Example: “What you say passes my poor powers of comprehension; it may well be all very true, but I can’t understand it, and I refrain from any expression of opinion on it.”
In this way you insinuate to the audience, with whom you are in good repute, that what your opponent says is nonsense.
This technique may be used only when you are quite sure that the audience thinks much better of you than your opponent.

32 A quick way of getting rid of an opponent’s assertion, or of throwing suspicion on it, is by putting it into some odious category.
Example: You can say, “That is fascism” or “Atheism” or “Superstition.”
In making an objection of this kind you take for granted
1)That the assertion or question is identical with, or at least contained in, the category cited;
and
2)The system referred to has been entirely refuted by the current audience.

33 You admit your opponent’s premises but deny the conclusion.
Example: “That’s all very well in theory, but it won’t work in practice.”

34 When you state a question or an argument, and your opponent gives you no direct answer, or evades it with a counter question, or tries to change the subject, it is sure sign you have touched a weak spot, sometimes without intending to do so.
You have, as it were, reduced your opponent to silence.
You must, therefore, urge the point all the more, and not let your opponent evade it, even when you do not know where the weakness that you have hit upon really lies.

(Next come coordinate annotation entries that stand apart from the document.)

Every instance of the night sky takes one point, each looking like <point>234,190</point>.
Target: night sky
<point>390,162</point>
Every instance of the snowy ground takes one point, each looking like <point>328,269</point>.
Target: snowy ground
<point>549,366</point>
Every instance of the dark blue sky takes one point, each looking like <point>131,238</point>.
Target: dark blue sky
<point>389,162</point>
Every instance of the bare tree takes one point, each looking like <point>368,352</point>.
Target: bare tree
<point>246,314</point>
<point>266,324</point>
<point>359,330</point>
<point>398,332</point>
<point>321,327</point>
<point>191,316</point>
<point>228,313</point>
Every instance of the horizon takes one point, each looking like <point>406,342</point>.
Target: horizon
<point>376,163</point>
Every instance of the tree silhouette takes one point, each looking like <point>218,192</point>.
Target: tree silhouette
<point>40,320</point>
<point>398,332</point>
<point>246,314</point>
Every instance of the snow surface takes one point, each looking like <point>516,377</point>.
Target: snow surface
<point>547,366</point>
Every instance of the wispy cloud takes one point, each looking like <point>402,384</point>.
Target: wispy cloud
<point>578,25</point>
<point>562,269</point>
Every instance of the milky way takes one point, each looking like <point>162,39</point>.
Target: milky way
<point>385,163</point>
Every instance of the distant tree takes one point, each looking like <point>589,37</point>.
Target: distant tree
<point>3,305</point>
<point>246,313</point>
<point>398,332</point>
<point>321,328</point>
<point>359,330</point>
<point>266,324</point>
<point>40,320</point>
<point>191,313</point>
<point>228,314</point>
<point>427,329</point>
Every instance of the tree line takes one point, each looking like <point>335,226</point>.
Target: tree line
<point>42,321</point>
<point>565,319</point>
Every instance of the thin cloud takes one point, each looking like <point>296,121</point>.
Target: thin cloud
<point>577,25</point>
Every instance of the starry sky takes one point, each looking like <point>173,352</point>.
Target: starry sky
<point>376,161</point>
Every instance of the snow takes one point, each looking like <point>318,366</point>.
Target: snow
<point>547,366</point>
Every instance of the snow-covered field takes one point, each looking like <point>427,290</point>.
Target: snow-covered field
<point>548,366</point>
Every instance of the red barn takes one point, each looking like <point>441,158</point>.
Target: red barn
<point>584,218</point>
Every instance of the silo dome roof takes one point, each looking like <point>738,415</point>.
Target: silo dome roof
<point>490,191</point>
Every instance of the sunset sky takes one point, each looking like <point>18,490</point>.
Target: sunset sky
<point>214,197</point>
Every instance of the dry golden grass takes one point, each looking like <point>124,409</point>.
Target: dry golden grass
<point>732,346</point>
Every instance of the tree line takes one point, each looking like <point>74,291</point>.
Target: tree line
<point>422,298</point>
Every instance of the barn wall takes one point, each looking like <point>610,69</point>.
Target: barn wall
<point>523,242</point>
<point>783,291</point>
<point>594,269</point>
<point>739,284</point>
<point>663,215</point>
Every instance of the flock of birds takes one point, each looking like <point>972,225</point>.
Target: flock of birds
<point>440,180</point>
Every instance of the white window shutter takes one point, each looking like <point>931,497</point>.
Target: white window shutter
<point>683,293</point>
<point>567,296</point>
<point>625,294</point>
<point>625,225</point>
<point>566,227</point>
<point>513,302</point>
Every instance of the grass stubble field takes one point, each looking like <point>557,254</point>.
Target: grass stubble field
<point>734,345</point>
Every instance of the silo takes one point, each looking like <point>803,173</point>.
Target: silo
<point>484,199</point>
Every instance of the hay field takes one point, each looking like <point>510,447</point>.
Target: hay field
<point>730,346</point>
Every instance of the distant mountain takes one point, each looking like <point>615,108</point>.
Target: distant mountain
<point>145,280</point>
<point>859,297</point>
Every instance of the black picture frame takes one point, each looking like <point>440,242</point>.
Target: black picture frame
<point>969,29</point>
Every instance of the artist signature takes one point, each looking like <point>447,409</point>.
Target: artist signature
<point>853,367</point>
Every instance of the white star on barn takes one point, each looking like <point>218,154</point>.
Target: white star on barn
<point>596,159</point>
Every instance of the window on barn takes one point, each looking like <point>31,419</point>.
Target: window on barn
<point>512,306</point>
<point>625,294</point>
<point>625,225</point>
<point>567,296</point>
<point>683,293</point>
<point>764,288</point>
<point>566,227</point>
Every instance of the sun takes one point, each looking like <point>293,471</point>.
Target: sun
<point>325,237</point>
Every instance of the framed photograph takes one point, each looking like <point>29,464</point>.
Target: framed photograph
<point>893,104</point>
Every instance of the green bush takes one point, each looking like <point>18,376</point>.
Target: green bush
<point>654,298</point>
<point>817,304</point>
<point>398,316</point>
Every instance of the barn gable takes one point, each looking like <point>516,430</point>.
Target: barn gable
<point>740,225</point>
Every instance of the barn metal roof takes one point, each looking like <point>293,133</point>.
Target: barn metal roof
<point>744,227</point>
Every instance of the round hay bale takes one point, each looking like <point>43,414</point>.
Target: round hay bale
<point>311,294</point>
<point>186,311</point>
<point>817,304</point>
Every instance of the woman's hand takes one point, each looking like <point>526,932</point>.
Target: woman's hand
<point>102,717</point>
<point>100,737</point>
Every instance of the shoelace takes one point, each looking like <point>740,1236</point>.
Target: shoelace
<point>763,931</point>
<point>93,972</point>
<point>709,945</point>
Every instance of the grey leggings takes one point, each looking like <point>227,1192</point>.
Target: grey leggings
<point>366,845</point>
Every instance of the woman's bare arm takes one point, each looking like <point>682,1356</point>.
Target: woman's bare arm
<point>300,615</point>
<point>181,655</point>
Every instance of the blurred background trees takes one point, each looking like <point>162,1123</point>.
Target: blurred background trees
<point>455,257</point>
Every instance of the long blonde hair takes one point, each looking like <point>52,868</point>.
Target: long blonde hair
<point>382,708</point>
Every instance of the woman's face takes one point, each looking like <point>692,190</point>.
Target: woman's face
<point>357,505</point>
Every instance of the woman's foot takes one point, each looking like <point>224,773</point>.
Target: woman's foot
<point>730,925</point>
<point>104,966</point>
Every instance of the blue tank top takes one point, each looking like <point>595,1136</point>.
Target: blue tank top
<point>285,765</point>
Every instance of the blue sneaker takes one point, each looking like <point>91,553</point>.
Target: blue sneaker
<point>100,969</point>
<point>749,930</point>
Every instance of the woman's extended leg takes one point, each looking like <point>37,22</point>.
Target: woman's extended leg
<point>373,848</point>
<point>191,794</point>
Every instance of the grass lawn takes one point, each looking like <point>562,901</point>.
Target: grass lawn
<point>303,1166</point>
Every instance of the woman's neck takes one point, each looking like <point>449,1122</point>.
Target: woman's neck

35 Instead of working on an opponent’s intellect or the rigor of his arguments, work on his motive.
If you success in making your opponent’s opinion, should it prove true, seem distinctly prejudicial to his own interest, he will drop it immediately.
Example: A clergyman is defending some philosophical dogma.
You show him that his proposition contradicts a fundamental doctrine of his church.
He will abandon the argument.

36 You may also puzzle and bewilder your opponent by mere bombast.
If your opponent is weak or does not wish to appear as if he has no idea what your are talking about, you can easily impose upon him some argument that sounds very deep or learned, or that sounds indisputable.

37 Should your opponent be in the right but, luckily for you, choose a faulty proof, you can easily refute it and then claim that you have refuted the whole position.
This is the way in which bad advocates lose good cases.
If no accurate proof occurs to your opponent, you have won the day.

38 Become personal, insulting and rude as soon as you perceive that your opponent has the upper hand.
In becoming personal you leave the subject altogether, and turn your attack on the person by remarks of an offensive and spiteful character.
This is a very popular technique, because it takes so little skill to put it into effect.